The finest and most elaborate needlework is found on the Hausa gown or tobe, which, in itself, deserves a few words of description in detail. The accompanying drawing gives an accurate idea of its shape—a surplice-like garment of immense width, reaching to the ankles. The material is frequently pleated all over from neck to knees, where it falls loose, taking on a most up-to-date flow and expansion! I have seen as much as thirty yards of wide English cloth put into one tobe; under these circumstances, the weight of the gown is, of course, very considerable.

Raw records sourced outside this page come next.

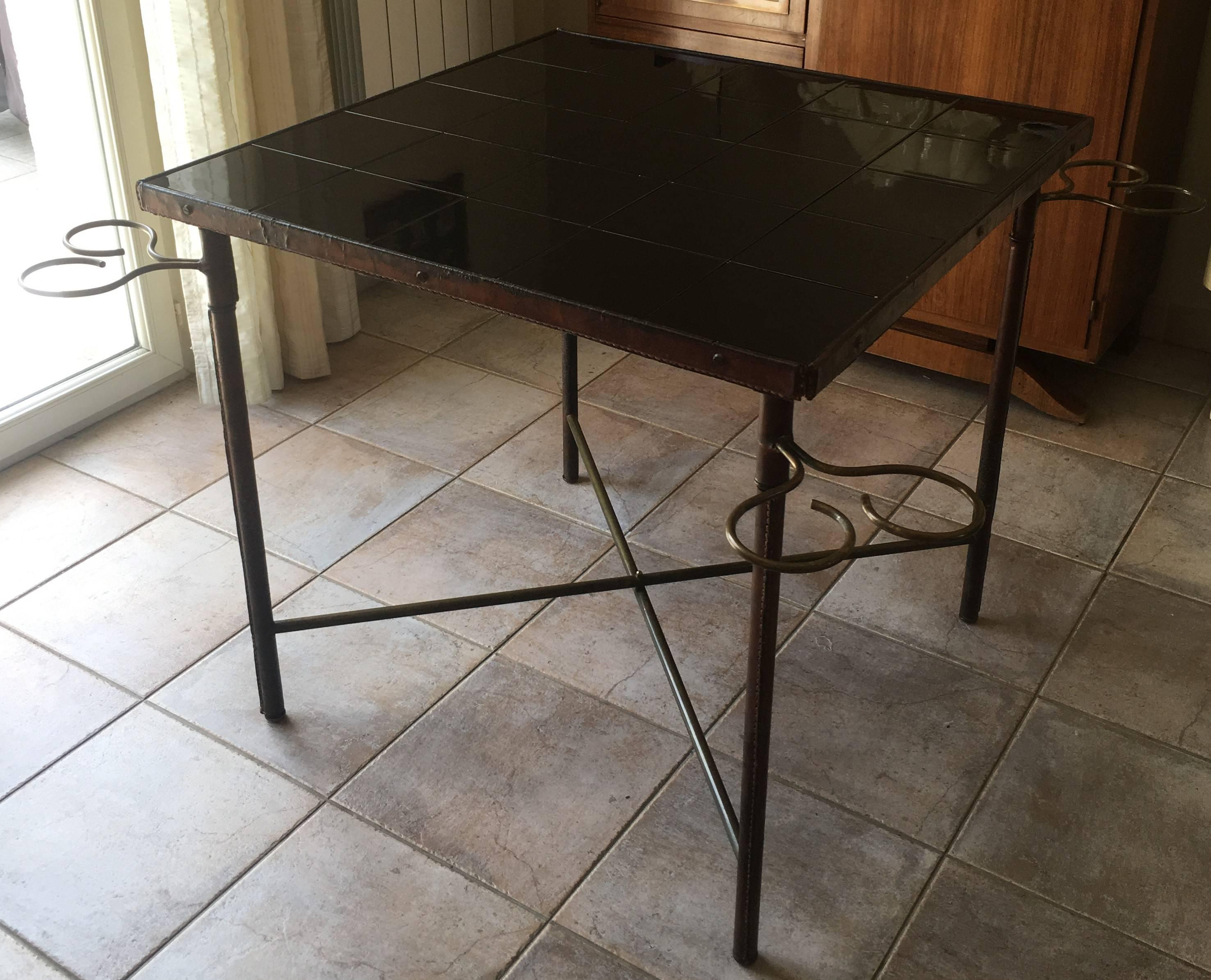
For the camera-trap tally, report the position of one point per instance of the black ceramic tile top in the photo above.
(905, 204)
(698, 221)
(768, 176)
(713, 116)
(358, 206)
(585, 139)
(569, 192)
(880, 106)
(344, 139)
(660, 67)
(452, 163)
(1035, 136)
(843, 141)
(754, 309)
(963, 162)
(858, 257)
(435, 107)
(613, 273)
(479, 238)
(566, 51)
(246, 177)
(508, 78)
(600, 95)
(770, 87)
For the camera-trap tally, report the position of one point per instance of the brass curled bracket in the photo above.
(817, 561)
(97, 257)
(1136, 185)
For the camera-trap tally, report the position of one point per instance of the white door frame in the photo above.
(112, 34)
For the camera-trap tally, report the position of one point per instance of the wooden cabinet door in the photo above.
(1073, 55)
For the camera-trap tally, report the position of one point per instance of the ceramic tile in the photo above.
(917, 386)
(835, 891)
(674, 399)
(847, 427)
(599, 644)
(1141, 659)
(1032, 599)
(528, 353)
(54, 516)
(559, 954)
(349, 690)
(690, 525)
(420, 320)
(441, 413)
(1102, 823)
(466, 539)
(1169, 547)
(640, 463)
(340, 899)
(321, 496)
(973, 927)
(1065, 501)
(148, 605)
(46, 707)
(115, 847)
(516, 781)
(358, 365)
(167, 446)
(899, 736)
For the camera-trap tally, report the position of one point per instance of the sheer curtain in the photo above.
(226, 72)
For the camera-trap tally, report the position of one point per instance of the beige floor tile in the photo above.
(847, 427)
(148, 605)
(446, 415)
(1172, 543)
(1164, 364)
(420, 320)
(121, 842)
(836, 889)
(53, 516)
(560, 955)
(358, 365)
(929, 389)
(1104, 823)
(1032, 600)
(640, 463)
(896, 735)
(530, 353)
(166, 448)
(600, 644)
(973, 927)
(466, 539)
(1193, 461)
(675, 399)
(340, 899)
(322, 495)
(46, 707)
(1141, 658)
(517, 781)
(18, 962)
(1130, 421)
(349, 690)
(1050, 497)
(691, 524)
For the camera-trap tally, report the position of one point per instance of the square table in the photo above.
(759, 224)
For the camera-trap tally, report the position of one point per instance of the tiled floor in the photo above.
(508, 791)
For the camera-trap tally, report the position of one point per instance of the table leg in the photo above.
(571, 399)
(219, 268)
(772, 469)
(1021, 245)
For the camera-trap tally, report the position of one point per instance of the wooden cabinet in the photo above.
(1129, 64)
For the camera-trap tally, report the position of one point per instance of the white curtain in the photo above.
(226, 72)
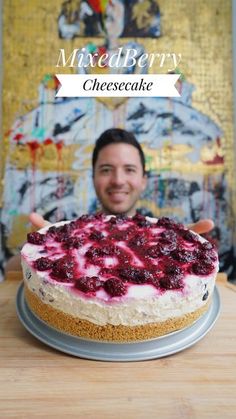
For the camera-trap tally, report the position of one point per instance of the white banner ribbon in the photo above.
(117, 85)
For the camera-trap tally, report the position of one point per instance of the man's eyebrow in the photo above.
(105, 165)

These garments are made of every kind of stuff, according to the length of the wearer’s purse; sometimes they are fashioned of European cotton velvets, brocades and plush, and, in the districts where the Lagos trade makes its influence felt, many of these gowns are to be seen, made, alas, of shoddy velveteen, and the beautiful native needlework replaced by tawdry tinsel and sequins. The vast majority, however, are composed of country-made cloth, which is, by necessity of the tiny, primitive looms, woven in narrow strips, some four inches wide, and laboriously sewn together. Some of it is dyed with indigo or magenta, but the best kind remains a creamy white, resembling a coarse heavy linen, and forms a most desirable background for elaborate stitchery. The tobe has a deep pocket on the left breast, reaching to the knees, and it is on this, principally, that the embroidery is concentrated: there is also a single circular design at the back, high on the left shoulder, which never varies, though the decoration in front may be amplified and elaborated at pleasure.

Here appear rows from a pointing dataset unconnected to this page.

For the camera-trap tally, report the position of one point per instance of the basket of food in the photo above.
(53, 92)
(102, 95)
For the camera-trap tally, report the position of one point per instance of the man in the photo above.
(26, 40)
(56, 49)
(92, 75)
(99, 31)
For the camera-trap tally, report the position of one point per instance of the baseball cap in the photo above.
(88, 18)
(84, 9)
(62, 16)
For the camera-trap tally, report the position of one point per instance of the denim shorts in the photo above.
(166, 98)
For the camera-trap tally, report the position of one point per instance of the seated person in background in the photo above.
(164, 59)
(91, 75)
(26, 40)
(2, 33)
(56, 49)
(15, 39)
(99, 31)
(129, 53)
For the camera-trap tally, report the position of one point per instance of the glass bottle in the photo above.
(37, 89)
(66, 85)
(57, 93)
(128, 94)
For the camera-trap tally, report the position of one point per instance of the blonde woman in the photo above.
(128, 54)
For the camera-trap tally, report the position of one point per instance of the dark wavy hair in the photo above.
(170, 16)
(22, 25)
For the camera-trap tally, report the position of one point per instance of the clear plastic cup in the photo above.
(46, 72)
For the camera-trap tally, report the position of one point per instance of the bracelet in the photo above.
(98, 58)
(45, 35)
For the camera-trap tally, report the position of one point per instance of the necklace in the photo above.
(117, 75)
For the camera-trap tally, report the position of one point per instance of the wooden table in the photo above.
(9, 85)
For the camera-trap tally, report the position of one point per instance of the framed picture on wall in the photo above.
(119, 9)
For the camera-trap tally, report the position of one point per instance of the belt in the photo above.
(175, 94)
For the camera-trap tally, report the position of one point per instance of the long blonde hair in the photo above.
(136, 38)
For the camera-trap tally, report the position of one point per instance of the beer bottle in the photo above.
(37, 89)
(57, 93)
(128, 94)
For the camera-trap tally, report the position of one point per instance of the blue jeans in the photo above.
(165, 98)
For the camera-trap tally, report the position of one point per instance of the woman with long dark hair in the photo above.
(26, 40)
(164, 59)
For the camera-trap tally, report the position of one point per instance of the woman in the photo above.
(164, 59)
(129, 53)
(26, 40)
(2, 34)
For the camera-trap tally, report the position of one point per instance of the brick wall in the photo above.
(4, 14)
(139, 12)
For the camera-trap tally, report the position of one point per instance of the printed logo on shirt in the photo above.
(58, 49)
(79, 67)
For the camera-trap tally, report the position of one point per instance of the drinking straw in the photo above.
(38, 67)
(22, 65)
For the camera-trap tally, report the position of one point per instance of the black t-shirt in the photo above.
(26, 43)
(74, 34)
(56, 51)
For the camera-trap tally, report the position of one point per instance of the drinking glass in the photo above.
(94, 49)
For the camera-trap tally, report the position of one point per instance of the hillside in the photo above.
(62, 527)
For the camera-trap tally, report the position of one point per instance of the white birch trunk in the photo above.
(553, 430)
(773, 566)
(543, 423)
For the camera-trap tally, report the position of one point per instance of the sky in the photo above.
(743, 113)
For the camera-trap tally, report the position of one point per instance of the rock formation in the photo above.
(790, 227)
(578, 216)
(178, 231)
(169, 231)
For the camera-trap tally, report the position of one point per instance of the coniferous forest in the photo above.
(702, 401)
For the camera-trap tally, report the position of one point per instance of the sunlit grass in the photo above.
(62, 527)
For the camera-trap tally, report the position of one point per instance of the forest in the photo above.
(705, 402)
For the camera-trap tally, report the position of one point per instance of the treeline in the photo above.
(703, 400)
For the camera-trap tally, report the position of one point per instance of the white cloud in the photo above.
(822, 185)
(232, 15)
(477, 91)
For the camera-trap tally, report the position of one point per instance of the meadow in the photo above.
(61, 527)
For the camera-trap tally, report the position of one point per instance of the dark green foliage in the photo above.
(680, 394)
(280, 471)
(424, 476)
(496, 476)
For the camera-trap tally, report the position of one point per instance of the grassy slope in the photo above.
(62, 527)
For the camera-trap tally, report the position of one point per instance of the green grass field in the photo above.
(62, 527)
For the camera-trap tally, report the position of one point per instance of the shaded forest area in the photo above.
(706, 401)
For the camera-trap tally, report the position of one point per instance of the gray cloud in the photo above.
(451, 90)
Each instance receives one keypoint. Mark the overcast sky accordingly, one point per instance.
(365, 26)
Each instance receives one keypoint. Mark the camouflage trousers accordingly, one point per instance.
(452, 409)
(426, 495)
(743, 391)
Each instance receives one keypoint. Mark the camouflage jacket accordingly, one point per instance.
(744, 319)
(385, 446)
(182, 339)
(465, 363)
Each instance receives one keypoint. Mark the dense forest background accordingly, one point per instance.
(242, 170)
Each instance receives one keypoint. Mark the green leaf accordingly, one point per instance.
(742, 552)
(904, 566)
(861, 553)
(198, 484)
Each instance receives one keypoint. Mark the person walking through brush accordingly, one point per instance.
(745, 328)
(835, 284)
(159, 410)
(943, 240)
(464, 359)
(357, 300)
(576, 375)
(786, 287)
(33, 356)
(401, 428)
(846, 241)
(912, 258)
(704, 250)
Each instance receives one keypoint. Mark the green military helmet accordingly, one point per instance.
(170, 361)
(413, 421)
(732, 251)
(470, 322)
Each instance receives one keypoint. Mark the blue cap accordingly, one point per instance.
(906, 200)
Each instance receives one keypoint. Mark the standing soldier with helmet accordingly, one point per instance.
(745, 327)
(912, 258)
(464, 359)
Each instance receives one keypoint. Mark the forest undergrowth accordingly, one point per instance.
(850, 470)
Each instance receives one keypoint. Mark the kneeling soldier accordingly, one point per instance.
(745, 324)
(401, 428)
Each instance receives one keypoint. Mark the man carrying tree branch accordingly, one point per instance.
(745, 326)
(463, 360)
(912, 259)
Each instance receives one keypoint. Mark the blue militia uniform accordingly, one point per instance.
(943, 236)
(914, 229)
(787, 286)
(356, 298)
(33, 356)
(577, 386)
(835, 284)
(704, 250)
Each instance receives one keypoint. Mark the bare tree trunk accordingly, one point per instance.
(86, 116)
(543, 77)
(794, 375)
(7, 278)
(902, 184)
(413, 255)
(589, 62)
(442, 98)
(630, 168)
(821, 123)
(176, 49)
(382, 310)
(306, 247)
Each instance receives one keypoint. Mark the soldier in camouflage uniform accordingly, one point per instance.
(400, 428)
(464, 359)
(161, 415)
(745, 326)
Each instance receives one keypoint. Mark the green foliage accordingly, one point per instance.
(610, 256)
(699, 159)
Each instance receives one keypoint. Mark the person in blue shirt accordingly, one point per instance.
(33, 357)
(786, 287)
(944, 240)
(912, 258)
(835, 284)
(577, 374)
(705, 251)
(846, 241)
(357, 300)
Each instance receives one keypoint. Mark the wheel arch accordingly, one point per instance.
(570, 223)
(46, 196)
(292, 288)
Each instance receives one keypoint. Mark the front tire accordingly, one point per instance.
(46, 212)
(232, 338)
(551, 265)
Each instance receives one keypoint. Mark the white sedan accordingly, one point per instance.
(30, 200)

All the designs used in Hausa embroidery are obviously symbolical, and their significance and history is a subject of deep interest, but it is most difficult to acquire reliable information on the point, as the people themselves are, for the most part, hopelessly ignorant about it, and merely reproduce the same designs from generation to generation, for the excellent—and, to them, conclusive reason that their fathers and grandfathers did so!
The most frequent designs are the Fuska (face) and the Almakashi (scissors); these I have always found included in every decorative scheme, however intricate and elaborate. The pattern is drawn in native ink, with a pointed wooden pen; it is entirely free-hand, and is rather a go-as-you-please process, with little regard for symmetry, though, in the case of the gown I have illustrated, I think the complicated conventional design is marvellously accurate for a free-hand performance.
The work is carried out in native thread, occasionally dyed with indigo, or to the correct Islamic shade of brilliant green but usually of the same creamy tint as the cloth itself. The stitchery is absolutely simple, being mainly chain-stitch squares filled in with long stitches, and a curious handsome effect is produced by a series of tiny eyelets, worked in buttonhole stitch, giving a rich damask appearance. Couching stitch is also used, and most patterns are outlined with French knots.
There is also another quite distinct kind of embroidery, universally employed for decorating the enormously wide trousers worn underneath the tobes. These voluminous garments terminate in an almost tightfitting band, some nine inches deep, just above the ankle, and it is here, and on the outside of the leg, that this needlework is lavished—a cunning piece of vanity, as it is well displayed when the wearer strides about with a sufficient swagger!